The language is $A = \{a^{n}b^{n}a^{m} : n \geq 0, m \geq 0, n \neq m\}$.
I tried to use the pumping lemma. I chose the string s = $a^p b^pa^{p + p!}$ that is split in $uvxyz$ and must respect
$|vy| > 0$
$|vxy| \leq p$
$uv^ixy^iz \in A, i \in \mathbb{N} $.
I can prove that for some i and $v$ or $y$ is anywhere in $a^pb^p$, the language is not context free. But I don't know how to prove when they are in the last $a$. Whatever $i$ is, this can be pumped. So, I think I chose the wrong s.
Any idea how to prove this?
Best Answer
I think that while the language may not be context-free (and it certainly doesn't look context-free), the pumping lemma cannot be used to prove it. It seems to me that you have put your finger on the difficulty. Let $s\in A$. Then $s=a^nb^na^m$ with $n\neq m.$ In the case that $n>m$ we can write $s=uvxyz$ where $$\begin{align} u&=a^n,\\v&=a,\\x&=\varepsilon,\\y&=b,\\z&=b^na^m\end{align}$$ Then for $i\geq0$,$$uv^ixy^iz=a^na^ib^ib^na^m=a^{n+i}b^{n+i}a^m\in L,$$ since $n+i>m$.
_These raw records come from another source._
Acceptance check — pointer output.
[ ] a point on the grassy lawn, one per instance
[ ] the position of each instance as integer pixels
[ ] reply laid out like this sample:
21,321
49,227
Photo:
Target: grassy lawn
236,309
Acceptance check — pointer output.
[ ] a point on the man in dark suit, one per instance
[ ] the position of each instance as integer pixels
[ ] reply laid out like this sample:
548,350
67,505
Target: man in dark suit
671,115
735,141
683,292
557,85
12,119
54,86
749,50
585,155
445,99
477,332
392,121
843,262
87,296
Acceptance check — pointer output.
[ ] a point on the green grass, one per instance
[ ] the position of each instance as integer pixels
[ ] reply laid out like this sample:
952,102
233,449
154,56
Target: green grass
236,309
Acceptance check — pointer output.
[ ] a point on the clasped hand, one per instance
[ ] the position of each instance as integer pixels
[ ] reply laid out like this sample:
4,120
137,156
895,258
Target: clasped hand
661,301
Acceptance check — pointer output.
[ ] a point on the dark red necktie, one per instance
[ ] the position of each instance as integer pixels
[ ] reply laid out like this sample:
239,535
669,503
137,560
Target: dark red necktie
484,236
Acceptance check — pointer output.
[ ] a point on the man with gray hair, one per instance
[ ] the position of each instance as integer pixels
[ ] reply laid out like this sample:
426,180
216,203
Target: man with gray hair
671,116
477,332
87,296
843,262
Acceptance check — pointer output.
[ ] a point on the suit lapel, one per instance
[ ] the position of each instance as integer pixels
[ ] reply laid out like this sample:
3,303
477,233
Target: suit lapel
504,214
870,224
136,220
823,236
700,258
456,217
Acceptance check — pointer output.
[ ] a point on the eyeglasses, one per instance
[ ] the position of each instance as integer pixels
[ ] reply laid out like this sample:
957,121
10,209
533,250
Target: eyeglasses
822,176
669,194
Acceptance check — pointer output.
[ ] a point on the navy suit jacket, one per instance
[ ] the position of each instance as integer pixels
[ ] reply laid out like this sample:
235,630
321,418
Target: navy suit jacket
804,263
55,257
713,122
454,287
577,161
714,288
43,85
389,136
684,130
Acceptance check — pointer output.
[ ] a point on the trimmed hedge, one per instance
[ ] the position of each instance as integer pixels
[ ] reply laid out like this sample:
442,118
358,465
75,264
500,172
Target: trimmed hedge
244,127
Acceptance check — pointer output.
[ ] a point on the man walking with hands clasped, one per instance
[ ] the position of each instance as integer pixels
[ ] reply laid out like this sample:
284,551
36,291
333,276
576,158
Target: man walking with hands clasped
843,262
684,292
On the other hand, if $n<m$, we can write $s=uvxyz$ where $$\begin{align} u&=a^nb^na^m,\\ v&=a,\\ x&=\varepsilon,\\ y&=\varepsilon,\\ z&=\varepsilon \end{align}$$ and now for $i\geq0$,$$uv^ixy^iz=a^nb^na^ma^i=a^nb^na^ma^i=a^nb^na^{m+i}\in L,$$ since $n<m+i$.
Thus there is no string that we use can use for a pumping lemma proof.
The Wikipedia article on the pumping lemma states that there are alternatives to the pumping lemma for proving a language is not context-free. They mention Ogden's lemma and the interchange lemma, but I never studied either of these, so I can't be of much help. (Or not until I read up on them, at least.)
I found this example of the use of Ogden's lemma, which may be of use to you. I haven't found out enough about Ogden's lemma yet to understand the example myself.